Jatuh bangun sebagai wirausaha bermodal terbatas dijalani Maman dengan tetap berkomitmen mengutamakan tugasnya sebagai guru. Ia melihat kewirausahaan dapat menjadi peluang bagi masa depan, setidaknya bagi siswanya yang tak mampu melanjutkan kuliah.
Maman yang pada tahun 2009 menjadi Kepala SMAN 79 Jakarta tak banyak tahu teori menjalankan pendidikan kewirausahaan di sekolah. Pria yang kenyang asam garam berwirausaha ini hanya ingin memperkenalkan peluang bagi anak didik yang cenderung berorientasi sebagai pencari kerja.
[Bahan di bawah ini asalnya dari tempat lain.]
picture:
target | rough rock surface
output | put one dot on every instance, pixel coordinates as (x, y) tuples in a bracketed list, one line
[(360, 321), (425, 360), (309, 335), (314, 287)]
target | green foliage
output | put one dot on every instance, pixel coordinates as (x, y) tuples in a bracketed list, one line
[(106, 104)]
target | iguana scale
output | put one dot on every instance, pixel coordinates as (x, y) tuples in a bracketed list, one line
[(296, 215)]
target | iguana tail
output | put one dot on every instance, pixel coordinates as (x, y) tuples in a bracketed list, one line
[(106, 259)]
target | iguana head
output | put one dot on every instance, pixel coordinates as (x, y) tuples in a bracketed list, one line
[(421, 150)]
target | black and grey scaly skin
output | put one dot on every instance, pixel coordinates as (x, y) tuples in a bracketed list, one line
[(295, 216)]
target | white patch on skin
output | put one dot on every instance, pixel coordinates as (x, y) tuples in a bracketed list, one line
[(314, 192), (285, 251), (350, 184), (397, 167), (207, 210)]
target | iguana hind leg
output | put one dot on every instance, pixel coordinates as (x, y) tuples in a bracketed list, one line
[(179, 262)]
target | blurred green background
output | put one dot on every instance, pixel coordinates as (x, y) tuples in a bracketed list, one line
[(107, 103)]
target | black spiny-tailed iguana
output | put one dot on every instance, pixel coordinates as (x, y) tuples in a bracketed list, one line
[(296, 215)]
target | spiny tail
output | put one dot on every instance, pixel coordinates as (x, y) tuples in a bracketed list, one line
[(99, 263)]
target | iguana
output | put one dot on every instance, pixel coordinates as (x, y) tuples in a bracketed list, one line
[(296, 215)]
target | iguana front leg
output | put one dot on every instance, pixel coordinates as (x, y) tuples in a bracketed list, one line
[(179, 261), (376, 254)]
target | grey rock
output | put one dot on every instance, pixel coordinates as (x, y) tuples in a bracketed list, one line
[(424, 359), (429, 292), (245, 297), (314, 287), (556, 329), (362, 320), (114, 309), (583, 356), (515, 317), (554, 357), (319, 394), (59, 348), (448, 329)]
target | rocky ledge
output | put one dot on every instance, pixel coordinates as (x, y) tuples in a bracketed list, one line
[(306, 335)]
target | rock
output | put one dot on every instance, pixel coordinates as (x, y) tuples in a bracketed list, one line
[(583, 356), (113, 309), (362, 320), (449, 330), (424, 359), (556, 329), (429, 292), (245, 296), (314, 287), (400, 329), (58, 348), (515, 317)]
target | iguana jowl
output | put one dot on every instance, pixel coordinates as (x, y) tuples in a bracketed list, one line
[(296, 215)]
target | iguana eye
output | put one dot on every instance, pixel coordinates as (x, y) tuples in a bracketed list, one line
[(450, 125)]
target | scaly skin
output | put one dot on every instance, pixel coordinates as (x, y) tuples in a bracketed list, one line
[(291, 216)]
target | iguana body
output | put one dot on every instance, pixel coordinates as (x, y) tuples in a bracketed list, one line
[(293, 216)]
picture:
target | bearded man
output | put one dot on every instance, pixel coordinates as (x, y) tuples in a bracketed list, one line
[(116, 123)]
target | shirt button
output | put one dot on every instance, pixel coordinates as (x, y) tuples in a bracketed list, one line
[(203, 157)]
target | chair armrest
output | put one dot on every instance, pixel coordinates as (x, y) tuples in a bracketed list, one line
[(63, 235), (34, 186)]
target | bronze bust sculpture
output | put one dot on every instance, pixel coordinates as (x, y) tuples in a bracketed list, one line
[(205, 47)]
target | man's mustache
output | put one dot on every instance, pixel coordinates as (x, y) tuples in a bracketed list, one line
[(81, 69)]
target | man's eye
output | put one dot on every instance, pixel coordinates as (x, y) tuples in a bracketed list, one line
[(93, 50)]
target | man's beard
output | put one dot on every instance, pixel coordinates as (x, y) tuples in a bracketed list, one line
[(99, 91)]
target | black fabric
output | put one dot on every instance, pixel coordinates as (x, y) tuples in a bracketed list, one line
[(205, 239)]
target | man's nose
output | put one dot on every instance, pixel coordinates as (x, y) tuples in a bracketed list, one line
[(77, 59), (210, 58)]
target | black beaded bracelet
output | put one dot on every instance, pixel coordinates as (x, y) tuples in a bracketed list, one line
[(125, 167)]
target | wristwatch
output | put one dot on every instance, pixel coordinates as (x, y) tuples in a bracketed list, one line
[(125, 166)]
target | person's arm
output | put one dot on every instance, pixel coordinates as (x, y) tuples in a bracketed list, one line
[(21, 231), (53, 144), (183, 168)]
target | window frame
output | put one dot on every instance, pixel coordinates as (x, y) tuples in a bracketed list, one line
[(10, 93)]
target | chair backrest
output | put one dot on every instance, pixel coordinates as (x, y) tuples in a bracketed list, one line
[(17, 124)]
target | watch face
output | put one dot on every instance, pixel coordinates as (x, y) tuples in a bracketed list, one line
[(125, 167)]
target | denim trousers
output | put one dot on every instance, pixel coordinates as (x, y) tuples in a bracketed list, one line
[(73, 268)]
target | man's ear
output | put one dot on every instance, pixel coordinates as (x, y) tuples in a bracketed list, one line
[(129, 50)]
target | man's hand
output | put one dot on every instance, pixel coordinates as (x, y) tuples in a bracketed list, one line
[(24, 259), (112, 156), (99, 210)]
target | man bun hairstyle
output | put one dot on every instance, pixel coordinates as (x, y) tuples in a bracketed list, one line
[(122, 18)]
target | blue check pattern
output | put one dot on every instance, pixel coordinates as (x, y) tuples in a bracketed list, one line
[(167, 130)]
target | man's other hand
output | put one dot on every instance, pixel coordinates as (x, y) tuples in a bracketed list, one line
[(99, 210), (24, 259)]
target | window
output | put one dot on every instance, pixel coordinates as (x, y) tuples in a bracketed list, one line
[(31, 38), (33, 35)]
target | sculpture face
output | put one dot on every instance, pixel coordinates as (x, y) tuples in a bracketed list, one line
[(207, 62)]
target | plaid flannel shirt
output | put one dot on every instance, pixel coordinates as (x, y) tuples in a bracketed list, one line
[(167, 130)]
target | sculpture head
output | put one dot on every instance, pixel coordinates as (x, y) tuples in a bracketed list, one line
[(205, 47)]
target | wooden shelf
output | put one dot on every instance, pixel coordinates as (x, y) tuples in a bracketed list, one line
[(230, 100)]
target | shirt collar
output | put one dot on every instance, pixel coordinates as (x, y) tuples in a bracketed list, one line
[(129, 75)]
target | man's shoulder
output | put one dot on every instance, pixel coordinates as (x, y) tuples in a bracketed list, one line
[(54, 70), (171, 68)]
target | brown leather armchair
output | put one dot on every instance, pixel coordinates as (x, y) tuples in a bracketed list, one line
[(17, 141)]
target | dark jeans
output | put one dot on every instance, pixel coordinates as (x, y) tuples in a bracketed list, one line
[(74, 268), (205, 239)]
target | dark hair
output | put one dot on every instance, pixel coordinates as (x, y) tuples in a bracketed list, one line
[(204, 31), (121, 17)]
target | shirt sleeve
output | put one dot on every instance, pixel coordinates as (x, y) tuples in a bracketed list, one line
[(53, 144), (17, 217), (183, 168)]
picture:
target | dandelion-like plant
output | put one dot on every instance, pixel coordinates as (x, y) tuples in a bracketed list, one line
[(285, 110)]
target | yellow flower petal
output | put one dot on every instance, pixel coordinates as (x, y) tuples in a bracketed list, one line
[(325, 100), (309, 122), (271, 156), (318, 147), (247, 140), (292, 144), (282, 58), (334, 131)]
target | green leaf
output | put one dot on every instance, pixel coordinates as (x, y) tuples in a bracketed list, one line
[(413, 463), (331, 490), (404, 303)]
Meski pemerintah mulai memperkenalkan pendidikan kewirausahaan, pelaksanaan pada umumnya di sekolah kejuruan (SMK) yang memang orientasi lulusannya langsung bekerja. Dalam pandangannya, siswa SMA pun butuh pendidikan kewirausahaan. Tak semua lulusan SMA mampu melanjutkan kuliah.
Sebelumnya, Maman adalah Kepala SMAN 66 Jakarta yang kebanyakan orangtua siswanya tak bermasalah dalam membiayai pendidikan anak mereka. Namun, di tempat tugasnya yang baru, ia mendapati sekitar 30 persen siswanya dari keluarga tak mampu.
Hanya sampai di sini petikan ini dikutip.